Research Week Keynote
Tuesday, May 4, noon
Mike Lauer is the deputy director for Extramural Research at the National Institutes of Health, where he serves as the principal scientific leader and adviser to the director of the NIH on all matters relating to the substance, quality and effectiveness of the NIH extramural research program and administration. He has received numerous awards, including the NIH Equal Employment Opportunity Award of the Year and the Arthur S. Flemming Award for Exceptional Federal Service, in recognition of his efforts to grow a culture of learning and accountability.
Brain Awareness Lecture
Wednesday, May 5, noon
Kelly Monk is a senior scientist and co-director of the Vollum Institute. She is recognized for her breakthroughs in identifying the role of adhesion G protein-coupled receptors (aGPCRs) in the development, maintenance and regeneration of myelin, the protective sheath that surrounds many nerve cells.
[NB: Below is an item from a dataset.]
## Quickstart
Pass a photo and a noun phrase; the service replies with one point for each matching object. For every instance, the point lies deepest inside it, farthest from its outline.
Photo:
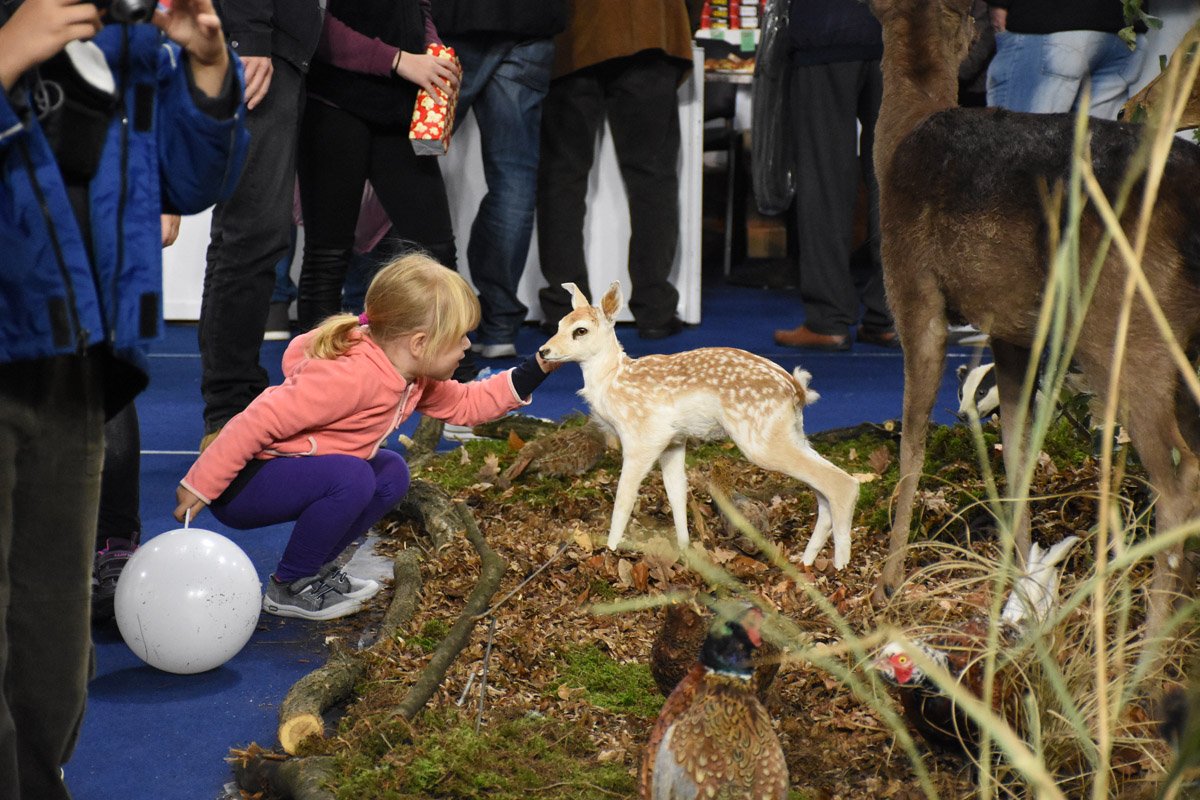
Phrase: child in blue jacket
(103, 125)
Monk joined the Vollum Institute in 2017 and was named director of the Vollum/OHSU Neuroscience Graduate Program in 2018.
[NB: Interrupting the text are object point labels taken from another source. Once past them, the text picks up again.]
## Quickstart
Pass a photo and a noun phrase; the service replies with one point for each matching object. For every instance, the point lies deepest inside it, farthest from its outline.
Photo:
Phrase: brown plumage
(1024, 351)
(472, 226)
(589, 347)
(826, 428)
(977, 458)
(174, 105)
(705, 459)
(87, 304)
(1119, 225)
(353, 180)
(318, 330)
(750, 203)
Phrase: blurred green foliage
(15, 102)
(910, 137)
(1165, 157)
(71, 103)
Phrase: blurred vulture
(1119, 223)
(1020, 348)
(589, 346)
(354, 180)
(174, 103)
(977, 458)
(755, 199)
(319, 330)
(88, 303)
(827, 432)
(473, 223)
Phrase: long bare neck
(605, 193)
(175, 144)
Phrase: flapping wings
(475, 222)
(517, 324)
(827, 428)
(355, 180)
Innovation, Health Equity, Policy Lecture
Thursday, May 6, 10 a.m.
McMurry-Heath’s career focus has been on broadening access to scientific progress so more patients from diverse backgrounds can benefit from cutting-edge innovation. She has worked with non-governmental organizations and think tanks, the private sector and government. The Obama-Biden transition team tapped her to conduct a comprehensive analysis of the NSF’s policies, programs and personnel. President Obama then named her associate science director of the FDA’s Center for Devices and Radiological Health under Commissioner Peggy Hamburg.